How to work out the formula that connects several numbers

56 Views Asked by At

I have an interesting problem. Say I have lots of datasets like this:

a = 21
b = 23
c = 58
d = 498
etc (lots of other values)

X = 85

I need to find the formula that derives X from a, b, c, d etc, with the added complication that I don't know whether all of the values affect X or whether some have no effect on it. Is there a generic method to do that?

I do not have the ability to vary a, b, c and d and check the derived value of X; however, I have a huge amount of these datasets (combinations of values and the resulting X) to look at. I have some programming skills, so I am able to analyse all of these datasets using an algorithm, but I have literally no idea what that algorithm should be. Any help would be appreciated.

Note: I am new to this site, and don't know which tags to use, so feel free to retag this.

EDIT: Each dataset contains the same amount of numbers, and the positions are fixed, i.e. 'a' of one dataset corresponds to the 'a' in others.

1

There are 1 best solutions below

4
On BEST ANSWER

If you think there is a linear relationship between the $a, b, c$, etc., and $x$, then you could find the least-squares solution to the system of equations $\mathbf {Ay = X}$. The matrix $\mathbf A$ will consist of rows of the form $[a_i\ b_i\ c_i \ldots]$, and $\mathbf X$ is a column vector containing the values $x_i$. The vector $\mathbf y$ corresponds to the weights in your weighted average.
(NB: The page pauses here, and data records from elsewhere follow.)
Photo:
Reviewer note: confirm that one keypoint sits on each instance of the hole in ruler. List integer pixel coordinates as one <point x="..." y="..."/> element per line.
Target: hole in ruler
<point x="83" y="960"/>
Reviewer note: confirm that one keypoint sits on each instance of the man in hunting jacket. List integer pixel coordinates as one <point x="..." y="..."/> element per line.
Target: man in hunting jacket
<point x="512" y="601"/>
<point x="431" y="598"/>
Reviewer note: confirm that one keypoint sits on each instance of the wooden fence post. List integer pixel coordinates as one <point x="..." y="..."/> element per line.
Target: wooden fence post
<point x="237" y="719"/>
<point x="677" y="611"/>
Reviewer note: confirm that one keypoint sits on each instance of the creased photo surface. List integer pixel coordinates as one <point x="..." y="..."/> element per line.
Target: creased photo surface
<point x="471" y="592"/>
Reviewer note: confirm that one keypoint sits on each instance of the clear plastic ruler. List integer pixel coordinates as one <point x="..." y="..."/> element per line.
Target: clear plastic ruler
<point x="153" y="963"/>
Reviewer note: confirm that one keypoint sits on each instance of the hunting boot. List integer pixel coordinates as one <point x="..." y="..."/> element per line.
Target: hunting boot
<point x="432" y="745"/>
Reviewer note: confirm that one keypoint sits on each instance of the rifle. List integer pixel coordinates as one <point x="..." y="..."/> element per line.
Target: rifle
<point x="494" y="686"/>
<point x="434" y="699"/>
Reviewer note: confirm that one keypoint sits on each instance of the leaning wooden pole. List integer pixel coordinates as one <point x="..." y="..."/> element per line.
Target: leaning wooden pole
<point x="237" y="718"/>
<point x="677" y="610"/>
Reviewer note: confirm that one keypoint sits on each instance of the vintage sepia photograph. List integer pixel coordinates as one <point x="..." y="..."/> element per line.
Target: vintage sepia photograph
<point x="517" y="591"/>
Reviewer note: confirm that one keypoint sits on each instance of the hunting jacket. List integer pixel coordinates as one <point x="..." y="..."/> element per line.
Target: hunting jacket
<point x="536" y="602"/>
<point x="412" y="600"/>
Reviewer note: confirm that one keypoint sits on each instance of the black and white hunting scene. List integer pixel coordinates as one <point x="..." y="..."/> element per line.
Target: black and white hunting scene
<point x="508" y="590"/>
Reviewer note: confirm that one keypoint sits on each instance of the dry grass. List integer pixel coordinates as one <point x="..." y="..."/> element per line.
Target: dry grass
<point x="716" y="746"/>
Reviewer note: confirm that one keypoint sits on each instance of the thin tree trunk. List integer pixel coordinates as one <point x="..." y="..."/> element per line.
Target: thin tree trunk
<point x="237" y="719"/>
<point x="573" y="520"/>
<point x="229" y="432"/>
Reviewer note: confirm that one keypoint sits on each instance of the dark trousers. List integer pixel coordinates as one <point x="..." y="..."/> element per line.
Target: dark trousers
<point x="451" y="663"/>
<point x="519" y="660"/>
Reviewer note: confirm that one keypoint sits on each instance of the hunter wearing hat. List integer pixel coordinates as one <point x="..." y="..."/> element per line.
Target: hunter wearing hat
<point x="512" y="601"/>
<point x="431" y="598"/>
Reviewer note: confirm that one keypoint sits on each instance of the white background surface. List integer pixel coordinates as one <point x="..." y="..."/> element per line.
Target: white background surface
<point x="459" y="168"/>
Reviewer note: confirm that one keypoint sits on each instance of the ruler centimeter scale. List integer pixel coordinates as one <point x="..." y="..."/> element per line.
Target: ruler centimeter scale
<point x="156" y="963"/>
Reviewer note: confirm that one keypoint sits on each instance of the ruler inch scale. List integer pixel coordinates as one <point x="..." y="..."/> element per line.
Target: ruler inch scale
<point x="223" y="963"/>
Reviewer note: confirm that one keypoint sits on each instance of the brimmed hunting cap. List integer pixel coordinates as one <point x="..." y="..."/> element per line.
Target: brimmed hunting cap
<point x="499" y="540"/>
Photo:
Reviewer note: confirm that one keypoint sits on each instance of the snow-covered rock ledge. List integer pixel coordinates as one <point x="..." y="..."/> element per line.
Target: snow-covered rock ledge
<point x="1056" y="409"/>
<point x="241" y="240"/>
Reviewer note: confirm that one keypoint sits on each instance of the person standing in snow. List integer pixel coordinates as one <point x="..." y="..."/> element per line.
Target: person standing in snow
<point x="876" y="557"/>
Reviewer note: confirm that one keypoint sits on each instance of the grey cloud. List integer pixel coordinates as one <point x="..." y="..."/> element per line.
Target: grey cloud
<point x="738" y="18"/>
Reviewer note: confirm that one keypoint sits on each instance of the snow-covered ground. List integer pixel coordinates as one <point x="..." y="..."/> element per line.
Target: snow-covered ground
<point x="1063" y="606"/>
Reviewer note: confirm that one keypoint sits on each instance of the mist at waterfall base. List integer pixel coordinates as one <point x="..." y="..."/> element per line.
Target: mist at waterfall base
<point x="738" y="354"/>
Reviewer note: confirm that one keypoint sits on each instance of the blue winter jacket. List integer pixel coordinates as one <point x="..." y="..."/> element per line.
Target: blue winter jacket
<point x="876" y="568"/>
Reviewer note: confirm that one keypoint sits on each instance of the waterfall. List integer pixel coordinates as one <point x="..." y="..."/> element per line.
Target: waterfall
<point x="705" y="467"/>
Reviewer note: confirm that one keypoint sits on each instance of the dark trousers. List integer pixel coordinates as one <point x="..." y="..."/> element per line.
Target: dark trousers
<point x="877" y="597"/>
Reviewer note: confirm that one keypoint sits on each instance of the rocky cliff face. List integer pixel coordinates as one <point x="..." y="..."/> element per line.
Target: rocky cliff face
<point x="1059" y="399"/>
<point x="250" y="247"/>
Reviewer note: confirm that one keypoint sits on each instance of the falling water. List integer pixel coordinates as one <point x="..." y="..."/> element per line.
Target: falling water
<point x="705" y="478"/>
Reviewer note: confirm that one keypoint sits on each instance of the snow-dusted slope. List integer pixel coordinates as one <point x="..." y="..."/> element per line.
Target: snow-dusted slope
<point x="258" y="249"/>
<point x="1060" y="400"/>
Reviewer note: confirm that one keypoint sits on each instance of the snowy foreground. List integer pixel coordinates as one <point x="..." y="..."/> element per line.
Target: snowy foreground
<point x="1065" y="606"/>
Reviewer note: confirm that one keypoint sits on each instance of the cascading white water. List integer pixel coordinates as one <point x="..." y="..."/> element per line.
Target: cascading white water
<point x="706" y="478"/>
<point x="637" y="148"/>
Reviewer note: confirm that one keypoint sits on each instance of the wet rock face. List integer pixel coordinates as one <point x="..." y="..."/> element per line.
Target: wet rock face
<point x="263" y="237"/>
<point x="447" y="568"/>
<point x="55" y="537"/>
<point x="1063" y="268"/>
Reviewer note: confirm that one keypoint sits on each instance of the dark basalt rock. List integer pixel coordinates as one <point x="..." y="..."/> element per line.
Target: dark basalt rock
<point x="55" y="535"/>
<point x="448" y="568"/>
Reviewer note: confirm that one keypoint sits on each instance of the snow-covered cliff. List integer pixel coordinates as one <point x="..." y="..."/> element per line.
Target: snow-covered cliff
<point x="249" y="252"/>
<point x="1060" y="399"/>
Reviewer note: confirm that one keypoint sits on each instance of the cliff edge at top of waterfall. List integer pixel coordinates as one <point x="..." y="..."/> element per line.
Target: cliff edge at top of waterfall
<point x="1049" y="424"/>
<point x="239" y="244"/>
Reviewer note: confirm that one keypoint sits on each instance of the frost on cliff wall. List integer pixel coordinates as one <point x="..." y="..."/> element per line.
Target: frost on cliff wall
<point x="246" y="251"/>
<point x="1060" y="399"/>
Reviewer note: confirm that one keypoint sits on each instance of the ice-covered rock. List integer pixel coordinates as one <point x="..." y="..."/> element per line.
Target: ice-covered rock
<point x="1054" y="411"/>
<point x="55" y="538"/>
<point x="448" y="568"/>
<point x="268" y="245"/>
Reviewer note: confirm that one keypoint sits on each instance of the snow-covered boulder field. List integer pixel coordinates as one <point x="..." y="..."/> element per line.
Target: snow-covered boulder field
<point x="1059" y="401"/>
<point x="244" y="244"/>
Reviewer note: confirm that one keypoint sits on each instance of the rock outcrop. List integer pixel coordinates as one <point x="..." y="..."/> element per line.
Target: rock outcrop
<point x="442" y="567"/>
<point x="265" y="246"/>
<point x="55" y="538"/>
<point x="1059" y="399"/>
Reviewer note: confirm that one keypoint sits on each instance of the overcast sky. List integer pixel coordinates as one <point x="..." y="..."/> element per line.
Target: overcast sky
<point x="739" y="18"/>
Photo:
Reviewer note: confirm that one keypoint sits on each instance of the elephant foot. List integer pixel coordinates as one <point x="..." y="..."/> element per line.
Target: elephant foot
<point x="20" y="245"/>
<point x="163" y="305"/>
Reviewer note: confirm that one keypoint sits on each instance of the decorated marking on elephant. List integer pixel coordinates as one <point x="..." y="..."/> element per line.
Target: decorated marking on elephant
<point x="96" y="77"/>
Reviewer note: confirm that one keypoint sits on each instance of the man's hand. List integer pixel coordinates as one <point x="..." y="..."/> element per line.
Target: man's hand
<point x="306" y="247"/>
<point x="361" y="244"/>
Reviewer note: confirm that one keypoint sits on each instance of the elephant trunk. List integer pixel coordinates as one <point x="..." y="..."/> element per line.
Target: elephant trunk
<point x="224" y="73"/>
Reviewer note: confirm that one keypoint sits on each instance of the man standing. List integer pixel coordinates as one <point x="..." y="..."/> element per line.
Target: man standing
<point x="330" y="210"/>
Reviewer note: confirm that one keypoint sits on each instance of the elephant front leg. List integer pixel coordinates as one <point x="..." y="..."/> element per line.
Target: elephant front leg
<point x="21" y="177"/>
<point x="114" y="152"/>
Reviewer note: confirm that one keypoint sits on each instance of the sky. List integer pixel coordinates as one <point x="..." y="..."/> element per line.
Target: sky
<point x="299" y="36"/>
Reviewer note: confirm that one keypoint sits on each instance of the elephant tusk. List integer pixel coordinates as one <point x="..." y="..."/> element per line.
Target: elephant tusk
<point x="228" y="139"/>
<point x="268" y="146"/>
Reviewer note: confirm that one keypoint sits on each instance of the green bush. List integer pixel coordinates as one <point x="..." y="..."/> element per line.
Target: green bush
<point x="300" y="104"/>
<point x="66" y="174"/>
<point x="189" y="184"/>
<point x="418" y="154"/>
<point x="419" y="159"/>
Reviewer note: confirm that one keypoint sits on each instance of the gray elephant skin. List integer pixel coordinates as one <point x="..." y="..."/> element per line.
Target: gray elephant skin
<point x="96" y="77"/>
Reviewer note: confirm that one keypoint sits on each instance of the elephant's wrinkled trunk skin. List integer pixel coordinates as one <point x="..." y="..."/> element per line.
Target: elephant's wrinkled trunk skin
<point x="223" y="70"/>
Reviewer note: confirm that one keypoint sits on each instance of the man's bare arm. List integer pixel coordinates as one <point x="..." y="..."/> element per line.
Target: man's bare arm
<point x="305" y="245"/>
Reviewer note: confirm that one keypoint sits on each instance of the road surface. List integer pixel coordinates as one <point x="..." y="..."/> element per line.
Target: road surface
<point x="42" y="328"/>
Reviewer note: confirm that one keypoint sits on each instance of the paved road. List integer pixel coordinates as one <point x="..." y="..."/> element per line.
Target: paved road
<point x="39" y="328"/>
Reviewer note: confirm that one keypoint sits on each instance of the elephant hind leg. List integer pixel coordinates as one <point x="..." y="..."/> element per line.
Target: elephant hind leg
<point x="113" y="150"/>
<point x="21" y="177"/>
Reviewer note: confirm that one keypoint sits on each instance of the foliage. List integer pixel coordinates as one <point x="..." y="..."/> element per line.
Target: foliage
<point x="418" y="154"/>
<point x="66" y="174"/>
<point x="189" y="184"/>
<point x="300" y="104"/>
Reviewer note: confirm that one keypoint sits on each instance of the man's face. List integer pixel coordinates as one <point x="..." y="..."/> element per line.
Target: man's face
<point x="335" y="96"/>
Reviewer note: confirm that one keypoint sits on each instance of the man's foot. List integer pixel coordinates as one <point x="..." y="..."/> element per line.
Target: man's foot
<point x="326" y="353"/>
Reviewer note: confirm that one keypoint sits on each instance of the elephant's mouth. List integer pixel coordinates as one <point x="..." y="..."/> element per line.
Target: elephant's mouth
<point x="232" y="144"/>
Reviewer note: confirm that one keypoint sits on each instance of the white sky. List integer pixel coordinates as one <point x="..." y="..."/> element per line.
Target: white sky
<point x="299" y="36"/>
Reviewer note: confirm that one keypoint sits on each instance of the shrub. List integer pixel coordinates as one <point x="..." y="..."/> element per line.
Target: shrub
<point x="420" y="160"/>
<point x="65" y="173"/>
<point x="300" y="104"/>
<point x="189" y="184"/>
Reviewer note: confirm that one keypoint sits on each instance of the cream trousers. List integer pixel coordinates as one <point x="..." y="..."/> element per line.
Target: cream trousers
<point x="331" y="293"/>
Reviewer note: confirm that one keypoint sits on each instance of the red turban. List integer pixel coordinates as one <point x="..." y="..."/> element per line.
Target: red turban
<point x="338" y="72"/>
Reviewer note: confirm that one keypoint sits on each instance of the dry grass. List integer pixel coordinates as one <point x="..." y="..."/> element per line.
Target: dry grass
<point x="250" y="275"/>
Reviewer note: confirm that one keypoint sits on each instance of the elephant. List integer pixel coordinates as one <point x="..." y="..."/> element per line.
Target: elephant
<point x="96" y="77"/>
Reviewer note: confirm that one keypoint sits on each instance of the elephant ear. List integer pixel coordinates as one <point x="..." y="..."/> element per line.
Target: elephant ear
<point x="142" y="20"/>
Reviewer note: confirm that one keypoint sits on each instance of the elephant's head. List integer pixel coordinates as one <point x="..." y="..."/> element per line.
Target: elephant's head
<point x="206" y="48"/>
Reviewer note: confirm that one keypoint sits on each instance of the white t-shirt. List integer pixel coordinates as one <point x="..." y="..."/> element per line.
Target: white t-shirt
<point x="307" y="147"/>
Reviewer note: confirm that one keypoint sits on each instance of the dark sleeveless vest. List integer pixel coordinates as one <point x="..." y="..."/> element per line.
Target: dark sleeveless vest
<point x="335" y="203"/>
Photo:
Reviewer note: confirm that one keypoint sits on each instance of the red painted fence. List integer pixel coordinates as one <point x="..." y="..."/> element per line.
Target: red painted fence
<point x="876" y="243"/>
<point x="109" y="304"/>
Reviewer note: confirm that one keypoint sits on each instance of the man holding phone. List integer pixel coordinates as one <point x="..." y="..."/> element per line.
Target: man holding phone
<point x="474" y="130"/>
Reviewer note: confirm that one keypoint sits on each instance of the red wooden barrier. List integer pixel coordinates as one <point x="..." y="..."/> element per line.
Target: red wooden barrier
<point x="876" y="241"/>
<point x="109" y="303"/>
The system $\mathbf {Ay = X}$ does not necessarily have a solution, but you can find the "best fit" by multiplying both sides by $\mathbf A^t$ and solving the resulting system; i.e., $\mathbf {A}^t\mathbf{Ay} = \mathbf{A}^t\mathbf{X}$.

Thus the best-fit solution for your weights is $\mathbf{\hat y} = (\mathbf{A}^t\mathbf{A})^{-1}\mathbf{A}^t\mathbf{X}$.